D'aucuns (ou d'aucunes) vont encore me traiter de bisounours, mais tant pis, j'assume ! D'aucuns vont peut-être aussi me rappeler que j'avais dit "pas de politique", mais c'est pas de la politique.

Il y a des valeurs que je partage avec mes concitoyens : mes enfants n'ont jamais souffert de la faim, je n'ai jamais fait 60 km à pied pour aller me faire soigner dans un hôpital où il n'y a pas de médicaments, je suis allée (et mes enfants sont allés) dans une école gratuite et laïque pour apprendre à lire, à écrire et à compter.

Je sais d'où je viens, et d'où vient ma culture. Je sais que mon premier empereur était franc (et non pas français) et que sa capitale était Aachen (Aix-la-chapelle en Allemagne), je charlemagnesais que les femmes (et donc les mères) de mes rois venaient d'Espagne, d'Autriche, d'Italie. Je sais qu'il y a des souverains dictateurs dans l'histoire de France qui n'ont rien à envier au moustachu allemand.

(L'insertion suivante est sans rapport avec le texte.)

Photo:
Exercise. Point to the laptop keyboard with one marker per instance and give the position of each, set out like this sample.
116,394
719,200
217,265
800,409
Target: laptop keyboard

Mais il y a aussi des valeurs que je ne partage pas : casser la gueule à des gens pour la possession d'un ballon sous prétexte que mon tee-shirt n'est pas de la même couleur que le leur, mettre dans des avions des sans-papiers pour les ramener en Afganistan, jeter les canettes de bière par la fenêtre de la voiture, préférer jeter de la nourriture que de la donner, renier les idées qu'on défendait et trahir ses anciens partenaires pour pouvoir partager le pouvoir.

Et il y a des valeurs que j'aimerais partager avec qui voudra (français ou pas), celle du partage justement, et celle du respect des générations futures.

Donc pour moi, être français ça pourrait se résumer à travailler et payer ses impôts en France. Et voter. Peut-être que si tous les habitants de France avaient voté en mai 2007 on en serait pas aujourd'hui à se gratter le nombril pour voir de quelle couleur il est.